Abstract 9O
Background
Delayed diagnosis contributes to poor survival in pancreatic cancer (PC). Early detection may improve outcomes, but symptom-based diagnostic approaches are challenging, because most symptoms are non-specific and more likely to be associated with a non-cancer cause. Approximately forty percent of people diagnosed with PC have diabetes at the time of PC diagnosis. Few PC prediction models exist for this population, with limited performance and high risk of bias. We aim to refine performance in predicting PC in individuals diagnosed with type 2 diabetes by identifying and weighting commonly used routine blood markers, which could potentially enhance identification of individuals at high risk of PC in primary care with a simple blood test.
Methods
We identified individuals from the AMORIS cohort study with newly diagnosed diabetes based on the Swedish National Diabetes Registry and patient registry.
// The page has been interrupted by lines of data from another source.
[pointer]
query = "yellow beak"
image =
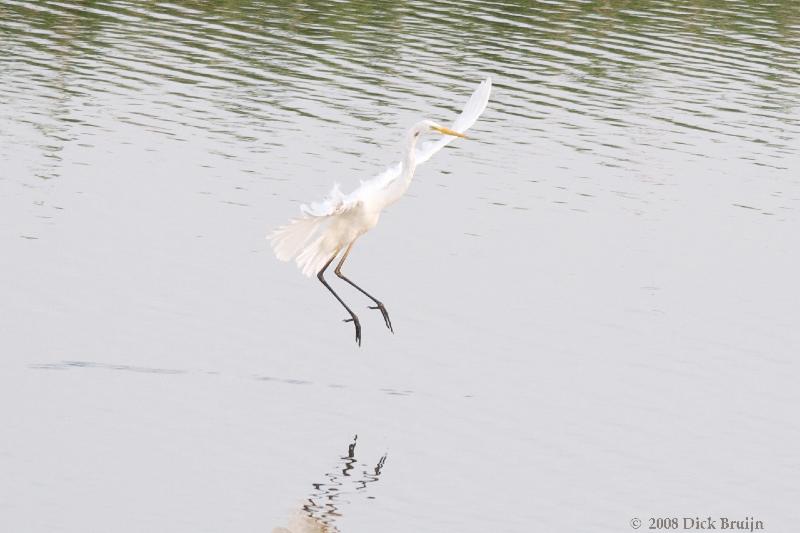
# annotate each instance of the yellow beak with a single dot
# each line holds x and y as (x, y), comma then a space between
(448, 131)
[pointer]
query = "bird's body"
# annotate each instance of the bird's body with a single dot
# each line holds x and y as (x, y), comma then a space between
(331, 226)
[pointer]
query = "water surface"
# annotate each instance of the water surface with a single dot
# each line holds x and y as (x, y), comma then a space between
(594, 298)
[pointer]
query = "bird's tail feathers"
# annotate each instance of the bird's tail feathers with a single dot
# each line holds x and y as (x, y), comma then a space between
(302, 239)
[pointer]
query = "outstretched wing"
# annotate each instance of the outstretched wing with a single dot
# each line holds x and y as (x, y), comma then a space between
(302, 238)
(474, 108)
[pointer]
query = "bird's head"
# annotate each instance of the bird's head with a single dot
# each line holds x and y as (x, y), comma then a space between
(425, 126)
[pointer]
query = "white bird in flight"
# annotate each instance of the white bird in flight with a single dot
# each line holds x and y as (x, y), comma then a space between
(333, 225)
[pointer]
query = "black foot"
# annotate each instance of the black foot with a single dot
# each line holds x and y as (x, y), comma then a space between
(357, 324)
(385, 315)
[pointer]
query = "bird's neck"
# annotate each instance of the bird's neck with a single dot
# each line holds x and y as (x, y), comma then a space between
(410, 160)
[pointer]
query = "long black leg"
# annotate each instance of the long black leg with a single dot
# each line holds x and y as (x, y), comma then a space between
(353, 318)
(378, 305)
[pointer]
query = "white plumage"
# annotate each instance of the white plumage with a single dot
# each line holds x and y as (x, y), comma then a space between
(326, 228)
(310, 239)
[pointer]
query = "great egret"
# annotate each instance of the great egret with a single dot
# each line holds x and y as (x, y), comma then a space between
(328, 227)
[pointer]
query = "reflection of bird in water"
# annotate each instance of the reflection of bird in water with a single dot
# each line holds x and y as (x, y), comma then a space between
(320, 511)
(332, 226)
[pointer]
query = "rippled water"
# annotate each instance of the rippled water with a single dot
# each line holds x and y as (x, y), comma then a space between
(594, 298)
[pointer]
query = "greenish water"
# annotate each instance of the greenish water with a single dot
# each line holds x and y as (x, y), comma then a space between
(594, 297)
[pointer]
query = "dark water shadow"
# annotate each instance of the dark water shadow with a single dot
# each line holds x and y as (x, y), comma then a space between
(347, 480)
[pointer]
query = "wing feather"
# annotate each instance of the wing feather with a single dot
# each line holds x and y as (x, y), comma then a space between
(474, 108)
(302, 239)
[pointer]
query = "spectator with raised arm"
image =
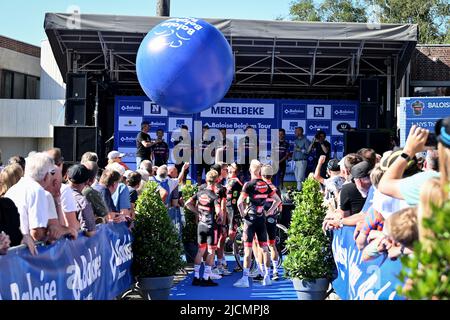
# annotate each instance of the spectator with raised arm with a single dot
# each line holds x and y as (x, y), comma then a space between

Individuals aged 50 or older with type 2 diabetes were included. All participants presented a routine biomarker panel measured after diagnosis of diabetes, including liver enzymes, glucose and lipids profile, markers of inflammation and sugar metabolism. Possible confounding factors such as age, sex, and educational level were considered. Initial multivariate Cox proportional hazards analysis was conducted.
Results
A total population of 101,051 individuals with newly diagnosed diabetes were identified. 1390 PC events occurred during the follow up time (meanyears=25.38). Preliminary results identified increased risk of PC with higher total cholesterol (mmol/L) (HR (95%CI): 1.11 (1.03-1.19)) and Alkaline Phosphatase (ALP) (μkat/L) (HR (95%CI): 1.10 (1.05-1.16)) and lower albumin (g/L) (HR (95%CI): 0.95 (0.92-0.96)). Table: 9O
Multivariate biomarker panel continuous
Variable | HR | CI (95%) | p-value | |
Albumin (g/L) | 0.946 | 0.916 | 0.976 | 0.0006 |
Alkaline phosphatase (ALP) (μkat/L) | 1.102 | 1.045 | 1.161 | 0.0003 |
fS-glucose (mmol/L) | 1.048 | 0.995 | 1.104 | 0.0758 |
Cholesterol (mmol/L) | 1.106 | 1.025 | 1.194 | 0.0098 |
Conclusions
Routine blood markers could be a non-invasive cost-effective avenue to identify diabetic patients at higher risk of PC and improve early detection. Work is ongoing to evaluate lag time, discrimination analysis and prediction scores.
Editorial acknowledgement
Clinical trial identification
Legal entity responsible for the study
The authors.
Funding
Cancer Research UK and Pancreatic Cancer Research.
Disclosure
All authors have declared no conflicts of interest.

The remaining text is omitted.